Outro exemplo é o de uma senhora crente, ainda muito ativa e por quem eu sinto uma profunda admiração. Ela se recusa a deixar que sua mente fique preguiçosa, esquecida. Faz questão de decorar informações úteis e o faz pelo método da associação, estuda música com afinco e dedicação, pratica ginástica três vezes por semana e mesmo em casa procura se vestir com elegância, porque não permite que seu corpo fique preguiçoso ou se acostume a roupas largas e confortáveis. Ela decidiu que o controle sobre o seu corpo lhe. Porque tem liberdade, dita as regras para o tipo de vida que deseja ter.

Curiosamente, não precisa de remédios porque aprendeu a permitir que seu organismo reaja a qualquer eventual doença. Nos relacionamentos pessoais exercita a prática do perdão, permitindo que as pessoas tenham a chance de uma retratação. Por conseguinte, a companhia dela é agradável e os muitos amigos que tem sempre, mais cedo ou mais tarde, acabam sentindo vontade de conhecer mais a respeito da Bíblia. Porque enxergam a liberdade com que ela vive, desejam saber a causa.

Hábitos mentais, qualidades sociais e princípios gerais de conduta formam o quadro que reflete se é o Espírito Santo que está comandando a vida da pessoa. “Contra essas coisas, não há lei.
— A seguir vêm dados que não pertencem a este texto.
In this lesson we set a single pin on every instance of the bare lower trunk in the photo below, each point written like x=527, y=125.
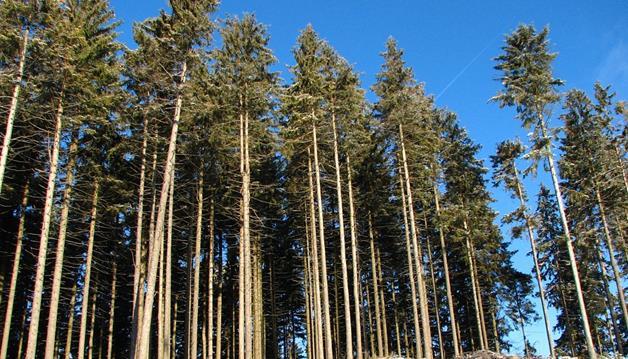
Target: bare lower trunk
x=435, y=294
x=168, y=331
x=415, y=311
x=6, y=332
x=315, y=265
x=450, y=298
x=8, y=133
x=537, y=269
x=153, y=258
x=210, y=285
x=572, y=257
x=611, y=254
x=197, y=265
x=423, y=307
x=33, y=330
x=68, y=337
x=137, y=267
x=219, y=303
x=92, y=327
x=321, y=235
x=88, y=271
x=476, y=304
x=374, y=281
x=112, y=312
x=355, y=269
x=58, y=268
x=343, y=254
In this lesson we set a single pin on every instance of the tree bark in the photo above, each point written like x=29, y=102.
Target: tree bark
x=210, y=284
x=33, y=330
x=425, y=319
x=8, y=318
x=112, y=311
x=537, y=269
x=88, y=271
x=68, y=338
x=197, y=264
x=315, y=265
x=572, y=257
x=58, y=268
x=153, y=258
x=8, y=133
x=375, y=283
x=343, y=254
x=415, y=311
x=450, y=298
x=321, y=234
x=611, y=255
x=355, y=265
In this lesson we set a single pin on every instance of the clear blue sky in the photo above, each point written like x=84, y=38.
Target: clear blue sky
x=450, y=45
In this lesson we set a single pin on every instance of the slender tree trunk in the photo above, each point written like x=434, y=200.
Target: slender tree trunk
x=137, y=267
x=58, y=268
x=210, y=284
x=168, y=331
x=537, y=269
x=374, y=277
x=112, y=311
x=315, y=265
x=476, y=304
x=383, y=302
x=321, y=234
x=396, y=317
x=425, y=319
x=219, y=302
x=8, y=133
x=343, y=254
x=33, y=330
x=88, y=271
x=572, y=257
x=357, y=299
x=8, y=318
x=68, y=338
x=153, y=258
x=495, y=333
x=370, y=316
x=415, y=311
x=450, y=299
x=435, y=294
x=611, y=255
x=92, y=326
x=480, y=300
x=609, y=299
x=197, y=264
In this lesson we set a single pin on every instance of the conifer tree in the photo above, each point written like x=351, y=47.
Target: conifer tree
x=530, y=87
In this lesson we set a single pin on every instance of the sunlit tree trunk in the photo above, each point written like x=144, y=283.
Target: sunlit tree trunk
x=8, y=318
x=572, y=257
x=537, y=269
x=33, y=330
x=357, y=298
x=321, y=235
x=423, y=307
x=58, y=268
x=68, y=337
x=197, y=265
x=112, y=311
x=374, y=282
x=88, y=271
x=8, y=133
x=318, y=322
x=343, y=254
x=406, y=228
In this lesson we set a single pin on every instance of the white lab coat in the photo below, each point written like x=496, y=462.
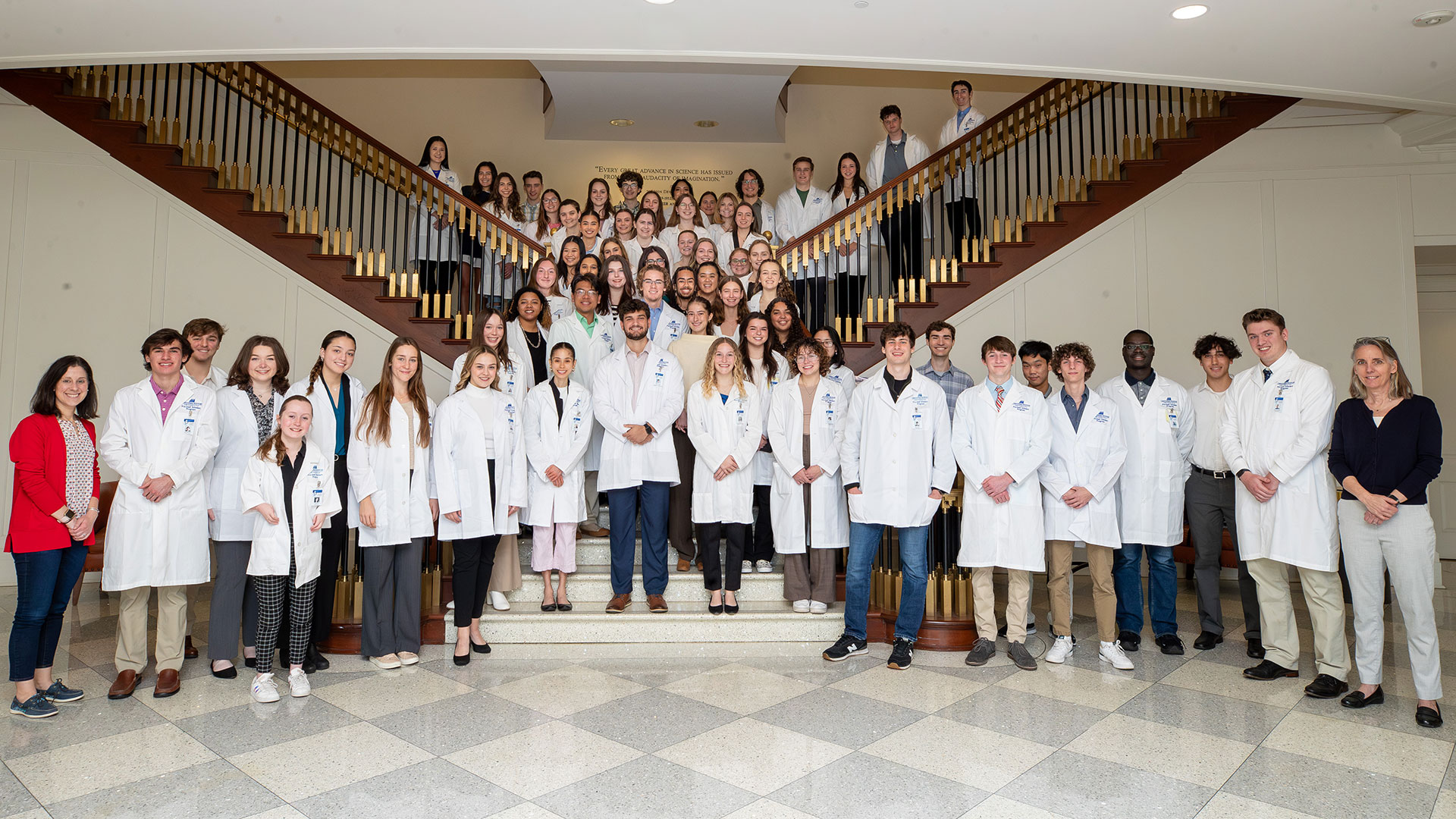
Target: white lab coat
x=830, y=525
x=1090, y=457
x=557, y=444
x=764, y=461
x=516, y=376
x=381, y=471
x=313, y=493
x=989, y=442
x=165, y=542
x=590, y=353
x=1282, y=426
x=718, y=430
x=794, y=219
x=237, y=444
x=1159, y=436
x=897, y=452
x=963, y=184
x=462, y=477
x=322, y=430
x=433, y=243
x=658, y=403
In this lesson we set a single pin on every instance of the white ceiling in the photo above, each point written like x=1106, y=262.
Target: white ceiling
x=664, y=101
x=1338, y=50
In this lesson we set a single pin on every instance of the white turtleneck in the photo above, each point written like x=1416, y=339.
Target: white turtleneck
x=484, y=407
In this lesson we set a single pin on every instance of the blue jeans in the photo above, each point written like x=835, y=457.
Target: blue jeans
x=651, y=496
x=44, y=582
x=864, y=542
x=1163, y=588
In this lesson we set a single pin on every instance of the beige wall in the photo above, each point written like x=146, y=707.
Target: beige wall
x=494, y=112
x=1320, y=223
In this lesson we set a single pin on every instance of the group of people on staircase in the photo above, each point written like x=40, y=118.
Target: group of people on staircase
x=724, y=235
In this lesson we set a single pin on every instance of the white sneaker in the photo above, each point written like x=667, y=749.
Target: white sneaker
x=264, y=689
x=1114, y=653
x=1060, y=649
x=299, y=684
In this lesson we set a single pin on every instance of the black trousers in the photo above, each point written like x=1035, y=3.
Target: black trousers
x=335, y=541
x=711, y=537
x=963, y=213
x=902, y=234
x=761, y=545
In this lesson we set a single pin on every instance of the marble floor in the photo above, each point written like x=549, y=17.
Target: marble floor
x=740, y=730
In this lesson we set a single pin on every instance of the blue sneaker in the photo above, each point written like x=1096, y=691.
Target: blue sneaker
x=36, y=707
x=58, y=692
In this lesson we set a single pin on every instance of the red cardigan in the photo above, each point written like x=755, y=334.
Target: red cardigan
x=38, y=450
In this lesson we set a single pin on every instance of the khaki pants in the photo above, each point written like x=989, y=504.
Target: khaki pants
x=1059, y=588
x=1327, y=617
x=983, y=599
x=131, y=627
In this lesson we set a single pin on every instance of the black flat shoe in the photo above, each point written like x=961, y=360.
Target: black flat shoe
x=1269, y=670
x=1357, y=700
x=1207, y=640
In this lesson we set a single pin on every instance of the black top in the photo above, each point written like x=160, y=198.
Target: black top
x=1402, y=453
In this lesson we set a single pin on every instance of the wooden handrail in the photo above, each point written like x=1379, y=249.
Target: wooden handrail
x=348, y=131
x=1008, y=117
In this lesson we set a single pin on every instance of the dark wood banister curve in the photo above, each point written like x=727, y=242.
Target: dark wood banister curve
x=381, y=148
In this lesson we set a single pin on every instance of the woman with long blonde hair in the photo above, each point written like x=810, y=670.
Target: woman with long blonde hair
x=389, y=469
x=724, y=423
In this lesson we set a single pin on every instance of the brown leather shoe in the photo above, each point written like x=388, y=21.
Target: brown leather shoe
x=168, y=684
x=124, y=686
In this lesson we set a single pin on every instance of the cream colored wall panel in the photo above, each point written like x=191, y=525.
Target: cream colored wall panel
x=1343, y=264
x=86, y=273
x=207, y=275
x=1204, y=268
x=1090, y=297
x=1433, y=200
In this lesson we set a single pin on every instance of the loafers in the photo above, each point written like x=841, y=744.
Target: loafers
x=1326, y=687
x=1357, y=700
x=124, y=686
x=1269, y=670
x=1207, y=640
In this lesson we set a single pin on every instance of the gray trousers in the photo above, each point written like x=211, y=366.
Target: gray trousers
x=1405, y=545
x=235, y=601
x=391, y=599
x=1209, y=503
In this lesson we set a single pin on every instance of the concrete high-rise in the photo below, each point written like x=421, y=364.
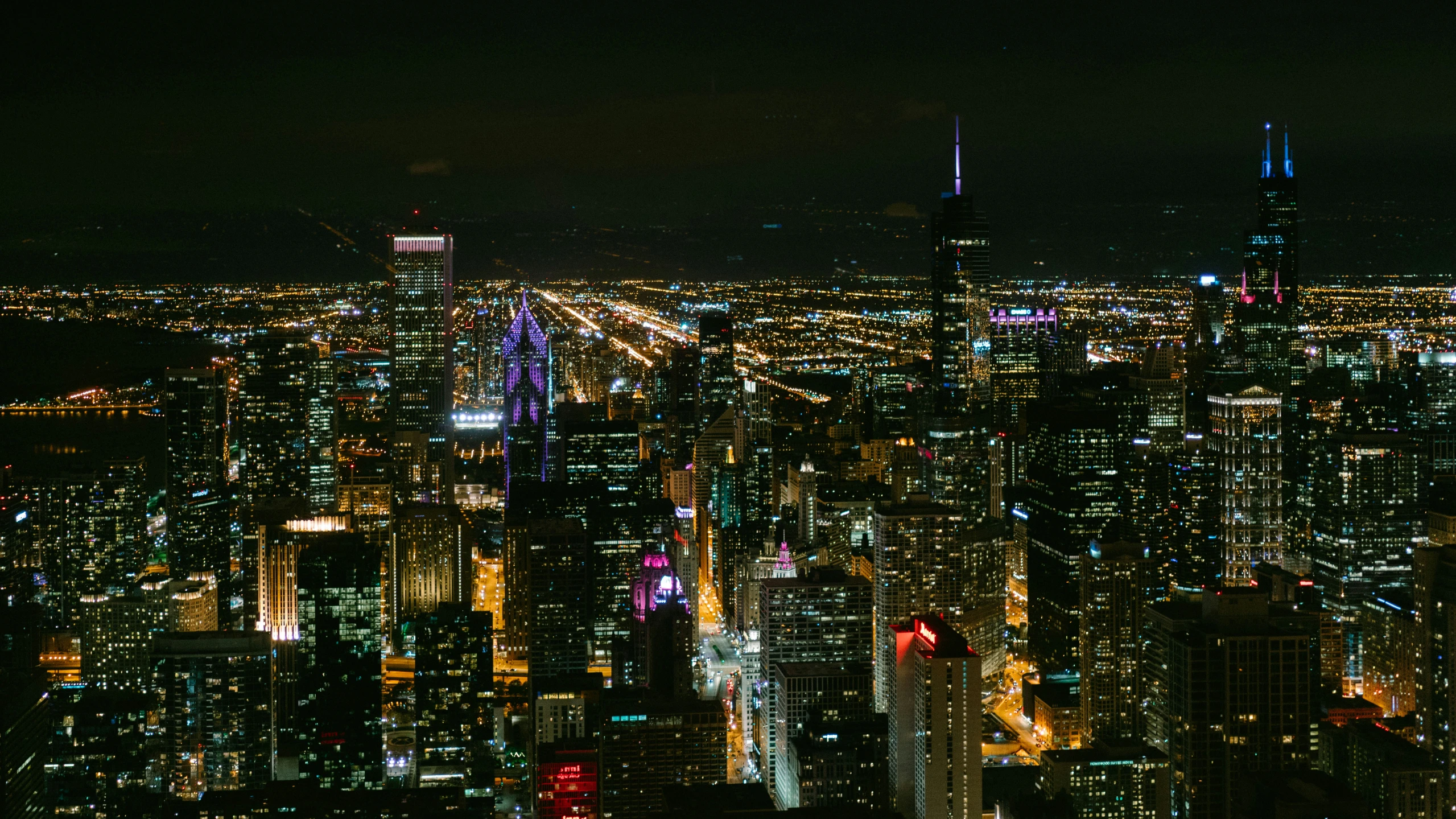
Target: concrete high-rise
x=102, y=534
x=340, y=682
x=826, y=617
x=430, y=560
x=718, y=373
x=453, y=681
x=1239, y=700
x=273, y=416
x=1117, y=581
x=559, y=594
x=960, y=298
x=921, y=569
x=935, y=722
x=199, y=503
x=421, y=331
x=1434, y=655
x=1247, y=441
x=1202, y=347
x=1072, y=492
x=1366, y=522
x=215, y=688
x=1021, y=341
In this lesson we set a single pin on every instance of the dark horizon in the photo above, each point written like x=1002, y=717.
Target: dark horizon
x=649, y=117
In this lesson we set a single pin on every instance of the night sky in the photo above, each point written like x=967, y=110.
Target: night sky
x=642, y=117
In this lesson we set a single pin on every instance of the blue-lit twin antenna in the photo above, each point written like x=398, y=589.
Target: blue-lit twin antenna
x=957, y=157
x=1269, y=155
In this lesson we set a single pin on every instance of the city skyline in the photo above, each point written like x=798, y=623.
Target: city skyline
x=663, y=439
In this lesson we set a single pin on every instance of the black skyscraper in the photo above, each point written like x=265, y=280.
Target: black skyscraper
x=960, y=298
x=717, y=378
x=1266, y=305
x=423, y=343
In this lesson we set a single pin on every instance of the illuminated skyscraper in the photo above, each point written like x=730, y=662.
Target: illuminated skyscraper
x=1206, y=333
x=430, y=560
x=215, y=688
x=196, y=409
x=274, y=414
x=1266, y=306
x=1247, y=442
x=1116, y=582
x=1021, y=343
x=1160, y=380
x=452, y=694
x=1365, y=526
x=338, y=664
x=935, y=721
x=526, y=355
x=960, y=297
x=423, y=343
x=717, y=375
x=822, y=618
x=921, y=569
x=1072, y=492
x=104, y=528
x=319, y=401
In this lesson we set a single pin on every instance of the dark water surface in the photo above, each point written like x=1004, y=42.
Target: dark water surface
x=47, y=359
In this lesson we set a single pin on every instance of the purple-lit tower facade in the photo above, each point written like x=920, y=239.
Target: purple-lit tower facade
x=526, y=357
x=655, y=585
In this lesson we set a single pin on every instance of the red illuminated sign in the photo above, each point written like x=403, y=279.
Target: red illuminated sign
x=923, y=631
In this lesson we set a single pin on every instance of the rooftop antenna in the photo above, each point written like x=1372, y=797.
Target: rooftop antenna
x=1269, y=154
x=957, y=155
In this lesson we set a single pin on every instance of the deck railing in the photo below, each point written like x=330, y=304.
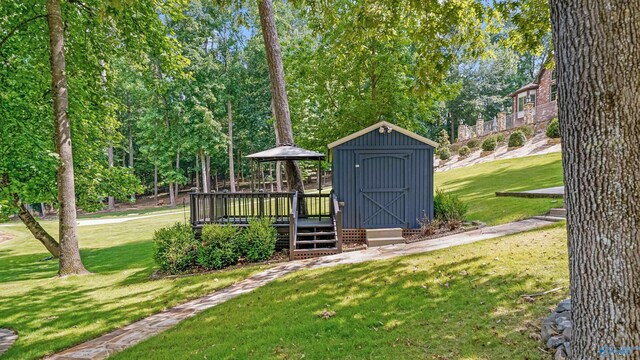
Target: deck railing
x=239, y=207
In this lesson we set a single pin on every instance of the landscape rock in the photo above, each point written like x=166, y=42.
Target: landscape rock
x=555, y=341
x=560, y=354
x=565, y=305
x=557, y=329
x=566, y=323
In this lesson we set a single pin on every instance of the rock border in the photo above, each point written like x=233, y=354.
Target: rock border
x=556, y=330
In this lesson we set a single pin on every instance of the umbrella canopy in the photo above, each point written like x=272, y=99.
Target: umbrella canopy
x=286, y=152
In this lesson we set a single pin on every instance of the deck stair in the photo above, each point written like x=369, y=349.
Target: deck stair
x=381, y=237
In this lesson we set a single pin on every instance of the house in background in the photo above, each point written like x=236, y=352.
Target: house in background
x=541, y=92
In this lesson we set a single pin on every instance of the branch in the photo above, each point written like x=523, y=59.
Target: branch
x=25, y=22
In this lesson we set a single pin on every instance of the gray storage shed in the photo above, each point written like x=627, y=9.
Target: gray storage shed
x=384, y=177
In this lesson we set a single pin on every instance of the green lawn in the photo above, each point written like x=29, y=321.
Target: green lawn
x=51, y=314
x=477, y=184
x=459, y=303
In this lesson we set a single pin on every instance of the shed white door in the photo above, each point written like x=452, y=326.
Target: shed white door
x=383, y=188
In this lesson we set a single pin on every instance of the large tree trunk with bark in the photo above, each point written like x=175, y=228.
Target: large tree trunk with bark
x=232, y=174
x=70, y=262
x=597, y=44
x=111, y=200
x=155, y=181
x=35, y=228
x=205, y=182
x=279, y=91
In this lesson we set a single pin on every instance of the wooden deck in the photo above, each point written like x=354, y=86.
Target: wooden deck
x=311, y=222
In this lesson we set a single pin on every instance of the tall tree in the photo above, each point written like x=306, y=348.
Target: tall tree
x=70, y=262
x=597, y=43
x=279, y=91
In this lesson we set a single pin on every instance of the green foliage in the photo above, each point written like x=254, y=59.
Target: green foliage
x=527, y=131
x=490, y=143
x=473, y=144
x=217, y=247
x=259, y=240
x=444, y=154
x=175, y=248
x=464, y=151
x=443, y=139
x=448, y=207
x=553, y=129
x=517, y=139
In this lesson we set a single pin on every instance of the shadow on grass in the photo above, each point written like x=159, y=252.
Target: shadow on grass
x=413, y=307
x=101, y=260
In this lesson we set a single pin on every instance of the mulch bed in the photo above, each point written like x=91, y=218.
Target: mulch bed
x=444, y=232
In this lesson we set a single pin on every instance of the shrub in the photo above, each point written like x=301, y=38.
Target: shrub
x=448, y=207
x=218, y=246
x=260, y=239
x=473, y=144
x=517, y=139
x=489, y=144
x=527, y=131
x=464, y=151
x=553, y=129
x=444, y=154
x=175, y=248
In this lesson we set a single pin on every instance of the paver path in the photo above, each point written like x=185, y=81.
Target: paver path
x=132, y=334
x=553, y=192
x=7, y=338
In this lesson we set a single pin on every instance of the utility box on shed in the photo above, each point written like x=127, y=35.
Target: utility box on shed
x=384, y=176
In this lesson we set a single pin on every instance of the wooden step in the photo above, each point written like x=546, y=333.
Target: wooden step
x=385, y=241
x=317, y=233
x=300, y=254
x=311, y=242
x=384, y=233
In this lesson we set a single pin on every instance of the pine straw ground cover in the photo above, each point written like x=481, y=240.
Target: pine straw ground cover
x=465, y=302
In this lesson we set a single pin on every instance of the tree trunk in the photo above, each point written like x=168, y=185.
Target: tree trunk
x=197, y=175
x=155, y=181
x=597, y=45
x=209, y=174
x=177, y=185
x=232, y=174
x=36, y=230
x=111, y=200
x=70, y=262
x=205, y=182
x=278, y=91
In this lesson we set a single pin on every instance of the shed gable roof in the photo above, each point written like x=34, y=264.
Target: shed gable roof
x=377, y=126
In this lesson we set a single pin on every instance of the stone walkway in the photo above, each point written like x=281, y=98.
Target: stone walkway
x=132, y=334
x=553, y=192
x=7, y=338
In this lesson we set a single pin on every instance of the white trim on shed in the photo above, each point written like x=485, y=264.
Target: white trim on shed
x=379, y=125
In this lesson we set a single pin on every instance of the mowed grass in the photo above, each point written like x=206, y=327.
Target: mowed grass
x=476, y=185
x=51, y=314
x=458, y=303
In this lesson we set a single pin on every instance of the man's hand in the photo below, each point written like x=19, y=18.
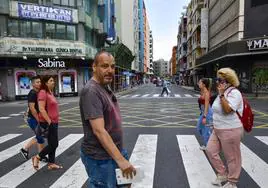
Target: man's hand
x=127, y=169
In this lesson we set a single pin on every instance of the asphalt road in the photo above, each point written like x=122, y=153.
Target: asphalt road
x=159, y=134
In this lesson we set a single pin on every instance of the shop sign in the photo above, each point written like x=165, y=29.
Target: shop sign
x=41, y=47
x=48, y=63
x=258, y=44
x=34, y=11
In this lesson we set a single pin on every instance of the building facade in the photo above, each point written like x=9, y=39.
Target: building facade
x=58, y=38
x=237, y=39
x=196, y=46
x=151, y=52
x=182, y=51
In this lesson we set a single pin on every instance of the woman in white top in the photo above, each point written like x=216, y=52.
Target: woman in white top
x=228, y=129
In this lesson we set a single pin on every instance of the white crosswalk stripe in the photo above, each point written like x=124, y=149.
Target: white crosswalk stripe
x=75, y=176
x=143, y=155
x=24, y=171
x=195, y=161
x=264, y=139
x=4, y=118
x=146, y=95
x=8, y=137
x=157, y=95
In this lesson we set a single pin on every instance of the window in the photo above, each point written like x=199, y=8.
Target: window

E os que são de Cristo crucificaram a carne com suas paixões e concupiscências. Se vivemos em Espírito, andemos também em Espírito. Não sejamos cobiçosos de vanglórias, irritando-nos uns aos outros, invejando-nos uns aos outros.” Gl. 5, 22-26.

Diante dessas duas listas, Paulo se sente confortável para terminar a carta, afirmando: “porque o que semeia na sua carne, ceifará a corrupção; mas o que semeia no Espírito, do Espírito ceifará a vida eterna. E não nos cansemos de fazer o bem, porque a seu tempo ceifaremos, se não houvermos desfalecido” Gl. 6, 8 e 9.

Os gálatas podiam escolher entre a fé em Jesus como suficiente para semear a vida eterna e seguir os ditames da lei judaica. Sempre seria uma questão de escolha, como ainda o é também para nós.